Browsers enforce storage quotas per origin. When disk pressure rises, they may evict data from origins the user has not visited recently — especially for Safari and mobile Chrome. Private/incognito windows often wipe all storage when the session ends. Design flows that degrade gracefully: re-fetch from the network, show "offline cache stale" banners, and never assume a local draft exists without confirming.
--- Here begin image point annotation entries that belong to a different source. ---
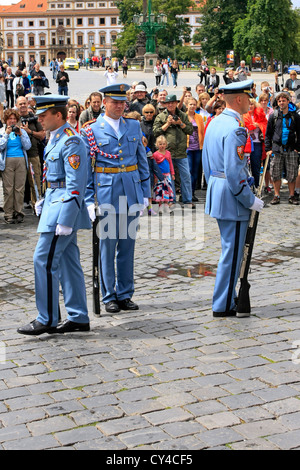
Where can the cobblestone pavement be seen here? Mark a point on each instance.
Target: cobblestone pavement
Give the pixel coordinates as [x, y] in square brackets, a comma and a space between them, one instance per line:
[168, 376]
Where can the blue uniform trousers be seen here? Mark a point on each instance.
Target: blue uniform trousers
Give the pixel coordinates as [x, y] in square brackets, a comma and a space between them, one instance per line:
[117, 242]
[233, 235]
[57, 260]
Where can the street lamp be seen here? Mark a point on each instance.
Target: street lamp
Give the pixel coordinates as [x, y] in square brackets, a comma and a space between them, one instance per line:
[150, 26]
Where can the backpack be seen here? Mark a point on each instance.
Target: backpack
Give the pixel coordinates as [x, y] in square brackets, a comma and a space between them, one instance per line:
[20, 88]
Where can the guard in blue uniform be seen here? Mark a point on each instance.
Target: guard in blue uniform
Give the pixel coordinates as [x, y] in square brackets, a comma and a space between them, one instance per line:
[62, 213]
[229, 198]
[118, 175]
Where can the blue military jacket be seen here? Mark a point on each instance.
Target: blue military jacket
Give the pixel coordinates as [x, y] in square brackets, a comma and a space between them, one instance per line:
[124, 150]
[66, 165]
[225, 166]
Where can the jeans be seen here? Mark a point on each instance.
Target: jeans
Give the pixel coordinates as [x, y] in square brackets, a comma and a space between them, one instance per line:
[63, 90]
[194, 159]
[165, 75]
[255, 162]
[185, 179]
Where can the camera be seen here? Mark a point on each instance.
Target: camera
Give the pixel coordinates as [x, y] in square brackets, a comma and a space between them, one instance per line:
[29, 119]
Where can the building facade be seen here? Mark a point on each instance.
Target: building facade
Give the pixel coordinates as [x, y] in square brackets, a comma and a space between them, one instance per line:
[41, 30]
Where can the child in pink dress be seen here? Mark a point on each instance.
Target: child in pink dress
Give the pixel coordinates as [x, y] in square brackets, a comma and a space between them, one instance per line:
[163, 191]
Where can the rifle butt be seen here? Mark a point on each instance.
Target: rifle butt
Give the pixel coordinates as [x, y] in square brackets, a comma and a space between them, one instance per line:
[96, 284]
[243, 302]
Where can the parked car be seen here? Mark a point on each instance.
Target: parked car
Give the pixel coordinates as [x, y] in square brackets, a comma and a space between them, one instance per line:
[294, 67]
[71, 64]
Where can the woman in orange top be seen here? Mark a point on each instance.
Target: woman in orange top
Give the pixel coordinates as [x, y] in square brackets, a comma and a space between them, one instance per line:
[195, 143]
[256, 123]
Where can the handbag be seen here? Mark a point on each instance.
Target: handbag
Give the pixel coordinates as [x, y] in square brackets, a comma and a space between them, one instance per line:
[45, 82]
[2, 161]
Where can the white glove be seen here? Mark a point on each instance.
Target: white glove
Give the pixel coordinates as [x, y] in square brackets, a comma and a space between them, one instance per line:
[38, 206]
[257, 205]
[63, 230]
[91, 211]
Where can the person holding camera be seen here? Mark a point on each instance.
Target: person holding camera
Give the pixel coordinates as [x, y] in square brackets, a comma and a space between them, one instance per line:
[62, 80]
[111, 75]
[242, 72]
[29, 123]
[175, 126]
[13, 145]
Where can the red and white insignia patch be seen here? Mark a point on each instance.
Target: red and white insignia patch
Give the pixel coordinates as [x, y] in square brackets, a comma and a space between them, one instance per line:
[240, 151]
[74, 161]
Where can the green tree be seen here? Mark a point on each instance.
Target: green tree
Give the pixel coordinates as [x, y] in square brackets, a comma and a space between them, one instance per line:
[216, 26]
[270, 27]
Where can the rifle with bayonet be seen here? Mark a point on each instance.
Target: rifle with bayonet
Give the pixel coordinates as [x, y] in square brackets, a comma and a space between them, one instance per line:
[243, 301]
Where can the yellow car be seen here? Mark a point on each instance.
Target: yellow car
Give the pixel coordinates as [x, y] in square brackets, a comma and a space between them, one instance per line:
[71, 64]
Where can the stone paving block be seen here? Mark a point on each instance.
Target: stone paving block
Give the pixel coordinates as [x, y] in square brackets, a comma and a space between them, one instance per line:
[261, 428]
[286, 441]
[121, 425]
[50, 425]
[33, 443]
[217, 437]
[87, 433]
[143, 436]
[167, 416]
[11, 433]
[218, 420]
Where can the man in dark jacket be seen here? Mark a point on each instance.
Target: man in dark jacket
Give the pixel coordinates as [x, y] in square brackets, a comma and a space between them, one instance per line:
[9, 78]
[283, 141]
[37, 77]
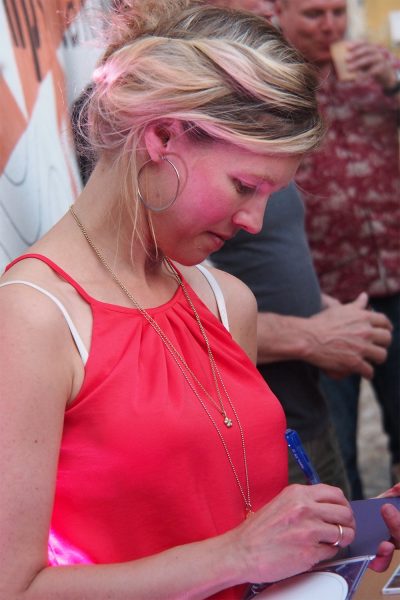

Use the Storage Manager API (navigator.storage.estimate()) to log usage in diagnostics builds. Request persistent storage (navigator.storage.persist()) only when your app genuinely needs to retain large offline libraries and you can explain why to users.

Choosing the right API

Need Prefer Avoid
Server must authenticate every request HttpOnly session cookie JWT in localStorage
Theme / layout preference localStorage or CSS prefers-color-scheme IndexedDB (overkill)
Multi-MB offline dataset IndexedDB localStorage JSON strings
Tab-scoped wizard state sessionStorage localStorage (leaks across tabs)
Cross-subdomain SSO Carefully scoped cookie Domain + HTTPS postMessage token handoffs without validation

Common mistakes

  • Storing refresh tokens in localStorage because the fetch API "cannot send cookies" — fix cookie credentials: 'include' and CORS instead.
  • Serializing entire Redux stores to localStorage on every keystroke — debounce and schema-version your snapshots.
  • Assuming sessionStorage is secret — it is still readable by any script on the page.
  • Opening IndexedDB without handling onblocked during schema upgrades — old tabs stall migrations.
  • Using cookies for analytics IDs without SameSite — breaks in embedded contexts and annoys privacy tools.
  • Ignoring storage quota errors — setItem throws QuotaExceededError when full.

Starter checklist

  • Auth refresh tokens: HttpOnly, Secure, tight Max-Age, SameSite matched to your OAuth/cross-site needs.
  • Access tokens: memory-only where possible; short TTL.
  • Preferences: localStorage with namespaced keys (app:v2:theme).
  • Large or indexed data: IndexedDB with versioned schema migrations.
  • CSP and XSS defenses deployed before debating token storage.
  • Graceful fallback when storage is unavailable (Safari private mode, quota exceeded).
  • Never persist wallet seeds, private keys, or unencrypted PII.